I looked at Dad, who always seemed absolutely sure of everything in the world. “You’re just saying that.”
He shook his head. “No, I’m not. It was god-awful. And I was the drummer, way in the back. No one even paid any attention to me.”
“So what did you do?” I asked.
“He got wasted,” Mom interjected, poking her head out the stage door. She was wearing a black vinyl miniskirt, a red tank top, and Teddy, droolingly happy from his Baby Björn. “A pair of forty-ouncers before the show. I don’t recommend that for you.”
“Your mother is probably right,” Dad said. “Social services frowns on drunk ten-year-olds. Besides, when I dropped my drumsticks and puked onstage, it was punk. If you drop your bow and smell like a brewery, it will look gauche. You classical-music people are so snobby that way.”

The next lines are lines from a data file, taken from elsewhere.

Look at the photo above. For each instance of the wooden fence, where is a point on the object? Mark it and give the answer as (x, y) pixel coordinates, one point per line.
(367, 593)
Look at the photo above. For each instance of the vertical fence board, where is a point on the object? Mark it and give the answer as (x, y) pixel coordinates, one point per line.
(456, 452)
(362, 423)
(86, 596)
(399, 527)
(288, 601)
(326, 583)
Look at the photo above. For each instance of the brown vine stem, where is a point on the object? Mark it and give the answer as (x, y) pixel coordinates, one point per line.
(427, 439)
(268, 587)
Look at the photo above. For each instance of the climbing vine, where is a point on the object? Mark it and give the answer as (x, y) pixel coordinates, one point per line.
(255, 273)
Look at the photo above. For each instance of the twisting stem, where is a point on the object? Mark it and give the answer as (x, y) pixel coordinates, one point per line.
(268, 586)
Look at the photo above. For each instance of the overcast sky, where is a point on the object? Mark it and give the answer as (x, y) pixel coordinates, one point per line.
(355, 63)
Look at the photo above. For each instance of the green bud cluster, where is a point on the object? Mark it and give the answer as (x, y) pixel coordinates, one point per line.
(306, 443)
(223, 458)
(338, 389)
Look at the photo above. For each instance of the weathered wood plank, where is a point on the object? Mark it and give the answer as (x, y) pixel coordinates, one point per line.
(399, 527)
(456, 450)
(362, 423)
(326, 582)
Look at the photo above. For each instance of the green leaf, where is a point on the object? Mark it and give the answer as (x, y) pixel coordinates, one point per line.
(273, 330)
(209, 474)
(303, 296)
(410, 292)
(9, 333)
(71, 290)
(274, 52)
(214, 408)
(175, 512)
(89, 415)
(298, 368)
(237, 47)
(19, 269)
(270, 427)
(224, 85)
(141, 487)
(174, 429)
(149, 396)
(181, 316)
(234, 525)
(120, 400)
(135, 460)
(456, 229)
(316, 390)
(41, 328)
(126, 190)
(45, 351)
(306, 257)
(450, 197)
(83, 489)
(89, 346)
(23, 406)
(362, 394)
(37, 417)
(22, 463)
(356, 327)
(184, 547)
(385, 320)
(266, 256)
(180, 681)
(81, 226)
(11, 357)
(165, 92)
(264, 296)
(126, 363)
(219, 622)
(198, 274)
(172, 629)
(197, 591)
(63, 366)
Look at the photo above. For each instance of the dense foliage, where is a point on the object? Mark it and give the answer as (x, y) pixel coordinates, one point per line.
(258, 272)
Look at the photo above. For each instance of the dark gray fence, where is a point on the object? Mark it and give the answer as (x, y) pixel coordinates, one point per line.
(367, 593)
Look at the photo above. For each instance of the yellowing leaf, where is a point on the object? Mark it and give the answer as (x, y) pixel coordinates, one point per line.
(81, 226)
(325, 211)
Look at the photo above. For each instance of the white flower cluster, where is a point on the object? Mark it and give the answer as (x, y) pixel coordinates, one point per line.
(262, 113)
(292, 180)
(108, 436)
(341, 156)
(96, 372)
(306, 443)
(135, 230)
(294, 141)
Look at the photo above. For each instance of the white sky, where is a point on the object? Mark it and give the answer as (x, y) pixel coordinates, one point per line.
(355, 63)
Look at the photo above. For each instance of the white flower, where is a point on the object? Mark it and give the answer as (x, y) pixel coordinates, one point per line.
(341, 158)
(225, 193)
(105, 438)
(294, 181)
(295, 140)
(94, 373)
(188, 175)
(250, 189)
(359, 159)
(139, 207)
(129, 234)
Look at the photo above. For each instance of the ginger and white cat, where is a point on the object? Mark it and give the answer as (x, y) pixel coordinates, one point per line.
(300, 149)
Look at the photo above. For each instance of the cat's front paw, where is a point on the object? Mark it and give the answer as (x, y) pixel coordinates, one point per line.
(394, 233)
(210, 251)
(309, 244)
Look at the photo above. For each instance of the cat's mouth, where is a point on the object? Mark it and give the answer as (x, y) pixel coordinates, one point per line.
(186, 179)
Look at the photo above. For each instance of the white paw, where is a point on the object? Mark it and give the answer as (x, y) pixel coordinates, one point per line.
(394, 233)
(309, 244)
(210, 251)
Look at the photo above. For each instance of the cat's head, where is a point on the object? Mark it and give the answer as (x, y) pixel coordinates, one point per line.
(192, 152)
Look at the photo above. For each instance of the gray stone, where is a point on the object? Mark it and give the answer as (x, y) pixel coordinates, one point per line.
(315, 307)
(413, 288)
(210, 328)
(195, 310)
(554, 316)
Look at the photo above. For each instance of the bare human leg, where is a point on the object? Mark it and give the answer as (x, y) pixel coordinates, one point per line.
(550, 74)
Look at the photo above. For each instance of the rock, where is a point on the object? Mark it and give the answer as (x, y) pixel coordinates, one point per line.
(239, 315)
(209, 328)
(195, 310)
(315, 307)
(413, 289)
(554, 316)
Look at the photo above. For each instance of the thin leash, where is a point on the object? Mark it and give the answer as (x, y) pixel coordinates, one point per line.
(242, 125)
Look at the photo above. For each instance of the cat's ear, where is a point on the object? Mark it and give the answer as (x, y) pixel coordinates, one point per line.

Now I was laughing. I was still scared, but it was somehow comforting to think that maybe stage fright was a trait I’d inherited from Dad; I wasn’t just some foundling, after all.
“What if I mess it up? What if I’m terrible?”
“I’ve got news for you, Mia. There’s going to be all kinds of terrible in there, so you won’t really stand out,” Mom said. Teddy gave a squeal of agreement.
“But seriously, how do you get over the jitters?”
Dad was still smiling but I could tell he had turned serious because he slowed down his speech. “You don’t. You just work through it. You just hang in there.”